In a new study, for the first time, researchers have shown an intrinsic therapeutic effect of ferumoxytol on the growth of early mammary cancers and lung cancer metastases in liver and lungs. They showed that ferumoxytol can activate the immune system to attack cancer cells.
"Our data have broad implications for diagnostic and therapeutic nanoparticle applications," says Morteza Mahmoudi, an assistant professor at Tehran University of Medical Sciences, who heads the Laboratory of Nano-Bio Interactions, and co-author of the paper. "Since ferumoxytol is FDA-approved for intravenous treatment of iron deficiency, it could be applied 'off label' to protect the liver in patients from metastatic seeds and potentiate TAMs-modulating cancer immunotherapies."
Previous studies have described the use of iron oxide nanoparticles for targeted delivery of therapeutics (see for instance our previous Nanowerk Spotlight: "Smart cancer nanotheranostics"). In these studies, the nanoparticles served as carriers of therapeutic drugs to the tumor microenvironment.
Conversely, in this new study, the scientists observed an intrinsic therapeutic effect of iron oxide nanoparticles themselves.
"Our proposed approach to suppress liver metastases by repetitive systemic ferumoxytol administrations should be achievable without significant impact on iron load or liver toxicity," notes Zanganeh.
He adds that, due to the large surface area and chemically defined surface structure, iron oxide nanoparticles such as ferumoxytol can be conjugated or functionalized to numerous ancillary molecules to further amplify the desired immune-modulating properties.
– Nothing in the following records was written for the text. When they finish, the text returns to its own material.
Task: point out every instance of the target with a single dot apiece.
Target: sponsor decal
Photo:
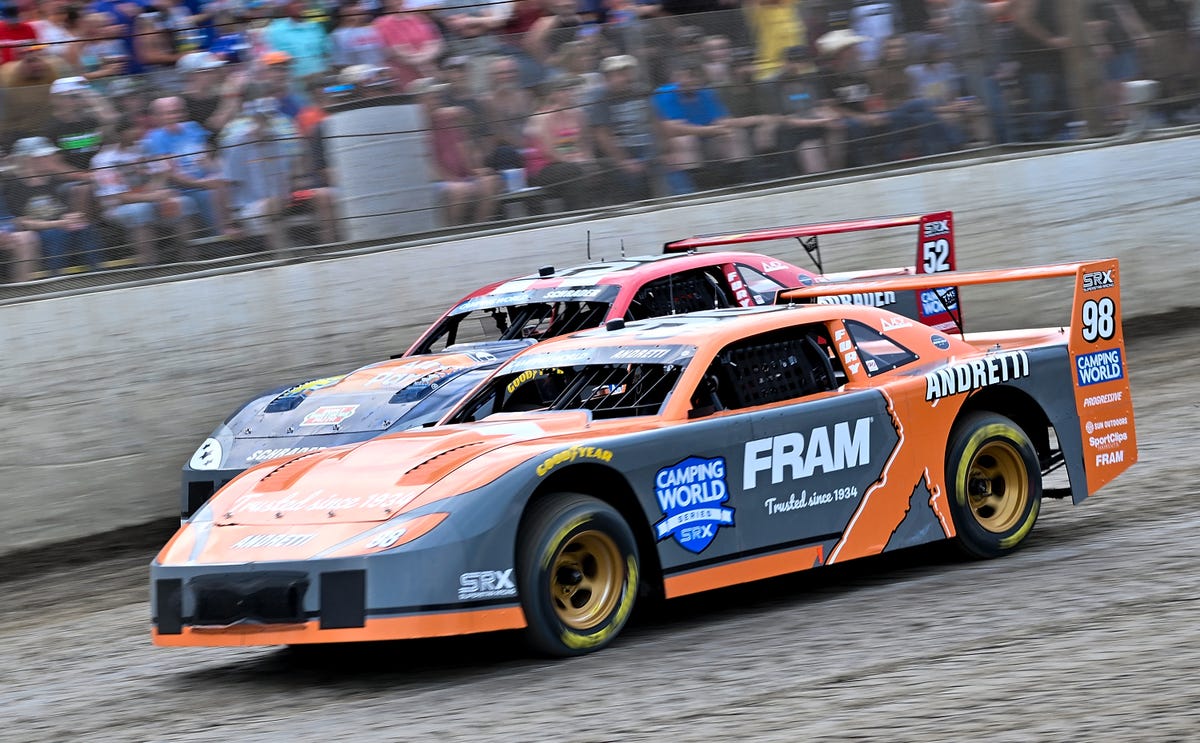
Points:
(310, 387)
(528, 376)
(1095, 281)
(1110, 457)
(937, 227)
(894, 323)
(583, 293)
(1092, 426)
(262, 455)
(640, 354)
(799, 455)
(871, 299)
(1098, 400)
(935, 301)
(1099, 366)
(486, 585)
(690, 495)
(271, 540)
(976, 373)
(329, 415)
(1108, 441)
(319, 501)
(774, 505)
(570, 455)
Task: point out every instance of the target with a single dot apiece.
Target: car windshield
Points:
(533, 313)
(613, 383)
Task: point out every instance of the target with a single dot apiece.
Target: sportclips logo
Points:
(690, 495)
(959, 378)
(798, 456)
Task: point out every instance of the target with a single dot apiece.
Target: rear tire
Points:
(995, 484)
(577, 571)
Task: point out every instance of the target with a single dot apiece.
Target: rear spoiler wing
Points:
(937, 306)
(1096, 345)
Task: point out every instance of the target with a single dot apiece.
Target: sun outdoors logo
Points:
(690, 495)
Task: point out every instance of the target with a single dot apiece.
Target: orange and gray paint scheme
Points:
(414, 534)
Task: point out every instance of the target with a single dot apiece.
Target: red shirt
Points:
(11, 35)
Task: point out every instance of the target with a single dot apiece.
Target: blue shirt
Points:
(189, 147)
(701, 107)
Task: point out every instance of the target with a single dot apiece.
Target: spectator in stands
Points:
(777, 27)
(133, 192)
(36, 198)
(13, 33)
(561, 157)
(913, 126)
(507, 108)
(849, 94)
(810, 132)
(259, 150)
(561, 24)
(190, 165)
(466, 187)
(25, 84)
(1039, 42)
(53, 29)
(154, 49)
(357, 41)
(301, 39)
(100, 54)
(472, 25)
(204, 91)
(413, 42)
(21, 246)
(625, 129)
(79, 118)
(705, 148)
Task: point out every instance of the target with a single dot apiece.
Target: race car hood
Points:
(369, 400)
(377, 479)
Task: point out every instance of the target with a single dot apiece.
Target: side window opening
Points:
(773, 367)
(877, 352)
(677, 294)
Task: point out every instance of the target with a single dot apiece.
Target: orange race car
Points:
(671, 455)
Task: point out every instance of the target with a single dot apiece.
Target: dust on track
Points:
(1090, 631)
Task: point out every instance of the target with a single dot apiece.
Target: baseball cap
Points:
(69, 84)
(196, 61)
(34, 147)
(276, 58)
(619, 61)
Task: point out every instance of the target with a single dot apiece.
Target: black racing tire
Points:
(577, 571)
(995, 484)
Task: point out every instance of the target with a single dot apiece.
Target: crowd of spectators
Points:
(144, 125)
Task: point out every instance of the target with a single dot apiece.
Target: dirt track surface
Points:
(1090, 633)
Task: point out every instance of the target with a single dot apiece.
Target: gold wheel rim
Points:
(586, 580)
(997, 486)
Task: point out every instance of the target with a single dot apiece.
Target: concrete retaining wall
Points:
(105, 395)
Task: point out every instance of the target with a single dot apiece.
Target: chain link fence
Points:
(208, 163)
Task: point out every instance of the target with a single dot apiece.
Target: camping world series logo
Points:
(690, 495)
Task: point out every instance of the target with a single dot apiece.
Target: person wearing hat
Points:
(301, 37)
(27, 91)
(703, 142)
(625, 129)
(132, 191)
(37, 201)
(849, 95)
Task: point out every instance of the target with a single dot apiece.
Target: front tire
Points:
(995, 484)
(579, 574)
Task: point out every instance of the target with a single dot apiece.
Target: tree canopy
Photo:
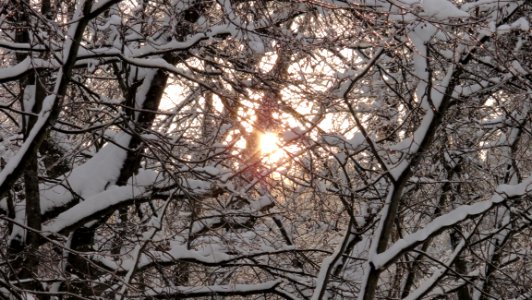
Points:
(301, 149)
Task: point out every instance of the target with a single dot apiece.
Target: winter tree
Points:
(304, 149)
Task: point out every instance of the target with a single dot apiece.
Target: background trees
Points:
(132, 164)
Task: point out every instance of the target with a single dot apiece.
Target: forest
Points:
(266, 149)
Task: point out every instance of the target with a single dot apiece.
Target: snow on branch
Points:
(502, 193)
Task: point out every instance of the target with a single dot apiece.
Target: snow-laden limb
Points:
(87, 179)
(116, 196)
(156, 223)
(329, 262)
(429, 283)
(441, 10)
(29, 64)
(502, 193)
(205, 291)
(93, 205)
(207, 255)
(49, 107)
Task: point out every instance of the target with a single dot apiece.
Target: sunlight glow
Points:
(268, 143)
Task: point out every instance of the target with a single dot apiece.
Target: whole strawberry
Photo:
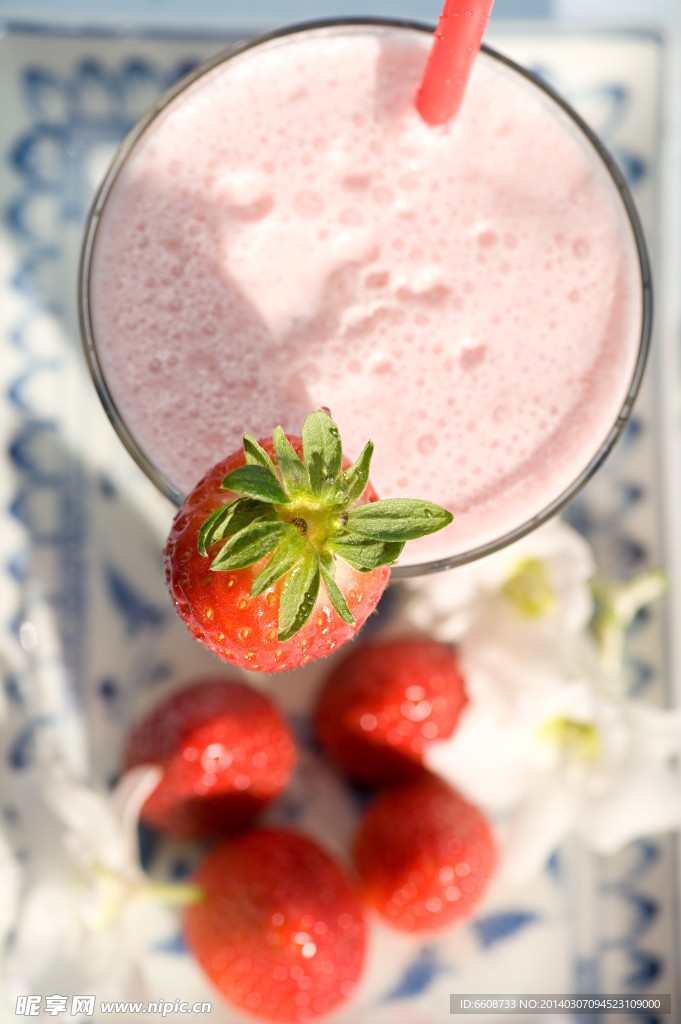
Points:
(424, 856)
(385, 702)
(279, 931)
(225, 752)
(292, 568)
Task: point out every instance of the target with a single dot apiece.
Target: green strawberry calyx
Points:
(304, 514)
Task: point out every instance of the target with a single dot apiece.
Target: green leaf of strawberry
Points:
(299, 594)
(228, 519)
(396, 519)
(300, 517)
(250, 545)
(323, 452)
(257, 481)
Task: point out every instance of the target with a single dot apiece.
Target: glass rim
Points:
(162, 482)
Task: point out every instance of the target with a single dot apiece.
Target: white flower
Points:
(81, 922)
(533, 593)
(561, 754)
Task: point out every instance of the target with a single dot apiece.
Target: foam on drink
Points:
(289, 233)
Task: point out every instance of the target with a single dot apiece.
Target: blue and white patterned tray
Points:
(88, 638)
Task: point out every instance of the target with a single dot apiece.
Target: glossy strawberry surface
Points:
(217, 606)
(280, 930)
(384, 702)
(424, 856)
(225, 751)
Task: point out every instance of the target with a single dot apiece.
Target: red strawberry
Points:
(291, 569)
(225, 753)
(424, 856)
(384, 702)
(280, 931)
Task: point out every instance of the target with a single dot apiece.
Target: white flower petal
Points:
(127, 801)
(536, 829)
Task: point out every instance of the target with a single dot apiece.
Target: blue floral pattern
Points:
(117, 638)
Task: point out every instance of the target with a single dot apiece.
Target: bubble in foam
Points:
(427, 443)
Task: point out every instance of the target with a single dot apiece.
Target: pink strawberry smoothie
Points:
(288, 233)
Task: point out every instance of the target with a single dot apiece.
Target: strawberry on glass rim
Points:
(283, 550)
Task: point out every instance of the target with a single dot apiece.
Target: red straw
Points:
(456, 44)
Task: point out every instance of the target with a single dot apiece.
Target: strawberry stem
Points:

The scientists explain that ferumoxytol could be locally delivered to unresectable tumors via interventional procedures, to micrometastases in confined spaces – e.g. peritoneal seeds. Or to tumor resection margins at the end of a tumor surgery with positive resection margins, in order to induce a pro-inflammatory reaction against cancer cells and suppress tumor growth in the interval between a tumor surgery and initiation of postsurgical chemotherapy or irradiation.
On the other hand, patients with primary tumors that typically metastasize to the liver could receive protective ferumoxytol medications to prevent early metastatic seeds.
In the next stage of their study, the researchers will be more focused on the evaluations of nanoparticle-drug combinations. Potential clinical applications of ferumoxytol-mediated pro-inflammatory immune responses could entail potentiating the efficacy of other M1-activating cancer immunotherapies, such as anti-CD47 mAbs or antibodies blocking IL-4 or IL-13 signaling.